Uploaded image for project: 'Jira Data Center'
  1. Jira Data Center
  2. JRASERVER-72045

IndexException: Wait attempt timed out - waited 30000 milliseconds caused by background indexing tasks

      Issue Summary

      It is possible that background indexing tasks (like Background indexing, SLA recalculation and others) may fill up the indexer queue and affect user create/update issue/comment operation by:

      • slowing down create/update issue/comment user request operations 
      • timing out user indexing requests (IndexException: Wait attempt timed out...) which will results in an error shown after 30sec to users and may result in changes not being visible index

      There are couple of factors which will result in increasing the possibility of having this problem when triggering background indexing:

      • fast Lucene document creation
      • poor IO performance - this will slow down conditional updates, i.e. inserting the Lucene document in the index

      With the above we will have a background indexing task(s) which may produce Lucene Documents faster than the indexer can consume them. This will fill up the indexer queue which is also used by user create/update tasks (HTTP requests).  

      Steps to Reproduce

      TODO

      Expected Results

      Background indexing tasks should not affect user indexing tasks.

      Actual Results

      Currently a background indexing task can fill up the indexer queue and user indexing requests will timeout after 30sec:

      /secure/CreateIssueDetails.jspa [c.a.j.issue.index.DefaultIndexManager] Wait attempt timed out - waited 30000 milliseconds
      com.atlassian.jira.issue.index.IndexException: Wait attempt timed out - waited 30000 milliseconds
      at com.atlassian.jira.issue.index.DefaultIndexManager.obtain(DefaultIndexManager.java:872)
      at com.atlassian.jira.issue.index.DefaultIndexManager.await(DefaultIndexManager.java:843)
      at com.atlassian.jira.issue.index.DefaultIndexManager.executeWithIndexLock(DefaultIndexManager.java:830)
      at com.atlassian.jira.issue.index.DefaultIndexManager.reIndexIssues(DefaultIndexManager.java:618)
      at com.atlassian.jira.issue.index.DefaultIndexManager.reIndexIssueObjects(DefaultIndexManager.java:494)
      at com.atlassian.jira.issue.index.DefaultIndexManager.reIndex(DefaultIndexManager.java:540)
      at com.atlassian.jira.issue.index.DefaultIndexManager.reIndex(DefaultIndexManager.java:523) 
      

      Workaround

      In Jira DC:

      • Background indexing should not be used. Always favour foreground indexing on one of the nodes which will not accept any user requests during re-indexing. This will guarantee faster re-indexing and not affecting concurrent user requests.
      • SLA recalculation: the number of recalculation threads should be limited to 1 

      In Jira Server:

      • IO performance should be investigated: conditional index updates trigger index flush which performance can be negatively affected by slow disk: KB: Troubleshooting performance with JIRA Stats
        • Specifically check: Disk performance, updateDocumentsWithVersionMillis, processDBRMessageUpdateWithRelatedIndexInMillis
      • Background indexing should not be triggered on a regular basis. Since Jira 8.10 the index should be consistent with the DB and there is no need to background indexing to guarantee this.
      • If re-indexing is needed always favour foreground indexing (in Jira Server this  means Jira being not available for users). Note that Jira DC provides HA in case of running foreground indexing.

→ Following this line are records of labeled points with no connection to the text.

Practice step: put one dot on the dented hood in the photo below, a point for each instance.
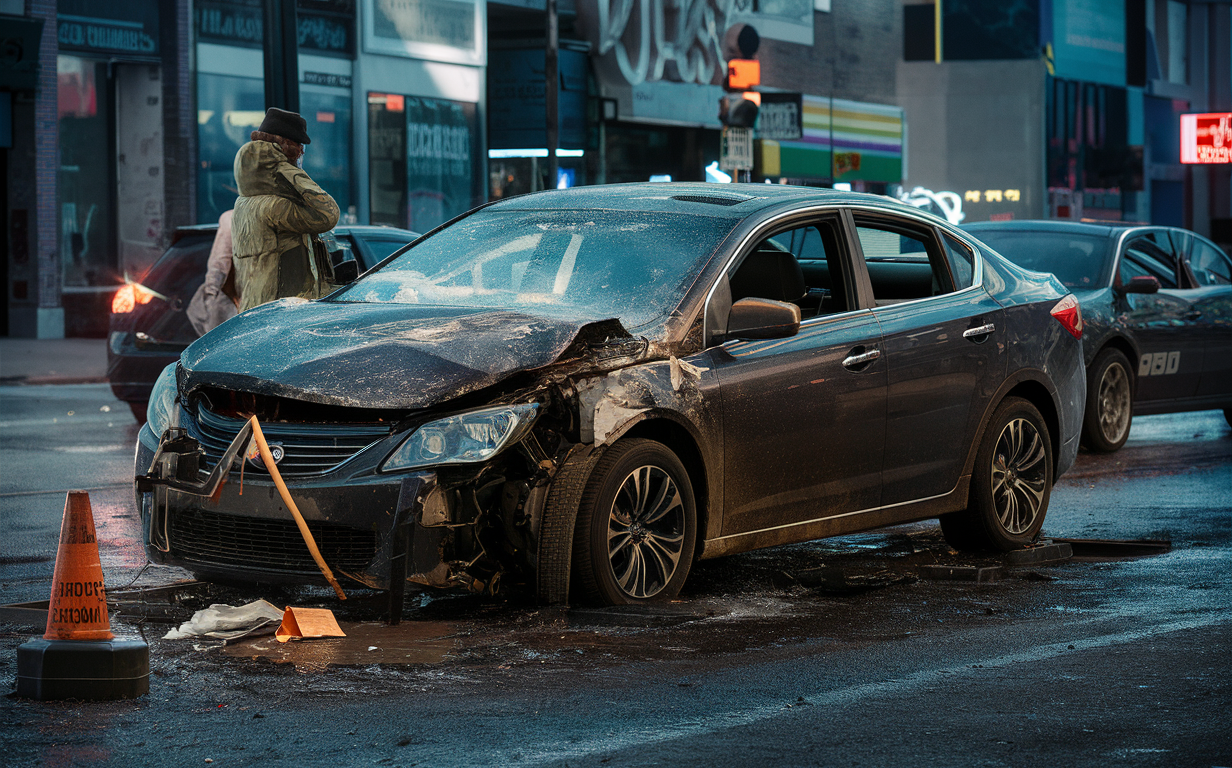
(371, 355)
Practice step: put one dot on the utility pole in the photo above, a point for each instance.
(552, 80)
(281, 49)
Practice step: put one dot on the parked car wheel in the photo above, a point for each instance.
(1010, 483)
(637, 526)
(1109, 402)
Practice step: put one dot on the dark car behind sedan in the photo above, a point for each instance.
(585, 391)
(1158, 308)
(149, 321)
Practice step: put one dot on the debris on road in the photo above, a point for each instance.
(228, 623)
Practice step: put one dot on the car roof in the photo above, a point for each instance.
(709, 199)
(1094, 228)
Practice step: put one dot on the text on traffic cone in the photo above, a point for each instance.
(79, 604)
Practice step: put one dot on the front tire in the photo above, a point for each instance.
(1109, 402)
(637, 526)
(1010, 483)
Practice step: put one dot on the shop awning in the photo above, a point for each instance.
(843, 141)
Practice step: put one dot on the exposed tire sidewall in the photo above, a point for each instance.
(983, 508)
(595, 509)
(1093, 437)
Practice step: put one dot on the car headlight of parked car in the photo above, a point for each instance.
(463, 438)
(164, 409)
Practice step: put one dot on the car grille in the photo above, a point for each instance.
(311, 449)
(260, 543)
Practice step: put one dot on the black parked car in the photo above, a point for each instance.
(591, 388)
(1158, 308)
(149, 324)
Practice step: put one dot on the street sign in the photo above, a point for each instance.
(780, 117)
(737, 149)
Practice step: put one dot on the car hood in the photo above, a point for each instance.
(371, 355)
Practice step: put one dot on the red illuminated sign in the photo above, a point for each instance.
(1206, 138)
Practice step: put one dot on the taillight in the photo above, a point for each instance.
(1068, 313)
(128, 296)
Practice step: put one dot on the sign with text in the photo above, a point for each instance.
(780, 117)
(1206, 138)
(737, 149)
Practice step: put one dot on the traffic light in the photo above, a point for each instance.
(739, 110)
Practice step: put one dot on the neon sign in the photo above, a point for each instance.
(1206, 138)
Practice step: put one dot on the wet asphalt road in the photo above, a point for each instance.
(764, 660)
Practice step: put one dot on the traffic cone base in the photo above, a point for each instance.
(78, 657)
(95, 671)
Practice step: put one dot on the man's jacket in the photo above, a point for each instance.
(279, 210)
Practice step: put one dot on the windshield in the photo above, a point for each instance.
(1078, 260)
(598, 264)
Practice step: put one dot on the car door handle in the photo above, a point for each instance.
(860, 360)
(982, 330)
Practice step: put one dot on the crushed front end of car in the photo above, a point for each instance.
(413, 469)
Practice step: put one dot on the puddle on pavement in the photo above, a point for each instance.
(368, 642)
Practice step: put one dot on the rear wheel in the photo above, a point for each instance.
(637, 526)
(1109, 402)
(1010, 483)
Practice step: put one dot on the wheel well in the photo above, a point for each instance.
(685, 448)
(1124, 347)
(1037, 395)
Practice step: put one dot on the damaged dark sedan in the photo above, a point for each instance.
(583, 392)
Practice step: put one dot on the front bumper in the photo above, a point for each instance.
(366, 528)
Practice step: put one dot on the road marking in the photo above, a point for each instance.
(723, 721)
(112, 487)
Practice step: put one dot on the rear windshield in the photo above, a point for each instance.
(593, 264)
(1078, 260)
(182, 268)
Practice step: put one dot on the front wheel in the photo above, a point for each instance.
(637, 526)
(1109, 402)
(1010, 483)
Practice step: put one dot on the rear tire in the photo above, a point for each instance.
(637, 526)
(1109, 402)
(1010, 483)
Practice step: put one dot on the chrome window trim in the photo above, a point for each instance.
(977, 279)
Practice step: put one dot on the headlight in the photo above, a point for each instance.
(163, 411)
(465, 438)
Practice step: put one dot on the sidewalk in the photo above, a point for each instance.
(41, 361)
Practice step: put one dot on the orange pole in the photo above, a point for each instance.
(267, 457)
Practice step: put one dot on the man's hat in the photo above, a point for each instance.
(287, 125)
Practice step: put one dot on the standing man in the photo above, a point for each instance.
(277, 216)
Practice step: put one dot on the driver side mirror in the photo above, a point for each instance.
(763, 318)
(346, 271)
(1142, 284)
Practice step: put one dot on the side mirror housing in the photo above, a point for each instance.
(346, 271)
(763, 318)
(1142, 284)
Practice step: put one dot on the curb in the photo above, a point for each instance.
(9, 381)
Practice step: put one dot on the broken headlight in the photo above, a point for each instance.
(163, 411)
(463, 438)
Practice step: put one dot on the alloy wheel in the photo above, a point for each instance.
(646, 531)
(1019, 476)
(1114, 403)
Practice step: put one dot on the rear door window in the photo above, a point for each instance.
(1150, 254)
(1210, 265)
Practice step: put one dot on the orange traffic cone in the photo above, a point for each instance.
(78, 657)
(79, 603)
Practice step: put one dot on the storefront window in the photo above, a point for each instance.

      Note that a slightly slower background indexing time is expected (since Jira 8.10) and this it not the problem described by this issue. This issue is about the problem of background indexing tasks taking over the indexer and affecting all user requests. Explained here: KB: Background reindex is slow after upgrading to Jira 8.10 and later

      Note that the indexer may be flooded by apps triggering re-indexing in non request (user) threads. This may be very similar to running a full foreground re-index (multi-thread) with parallel user requests. In such case the plugin app should not trigger re-indexing on more then one thread. The workaround should include checking if there is a way of controlling the number of re-indexing threads.

       

            [JRASERVER-72045] IndexException: Wait attempt timed out - waited 30000 milliseconds caused by background indexing tasks

            Conny Postma made changes -
            Remote Link Original: This issue links to "Page (Atlassian Documentation)" [ 534381 ]
            Artur Moura (Inactive) made changes -
            Remote Link New: This issue links to "Page (Confluence)" [ 849458 ]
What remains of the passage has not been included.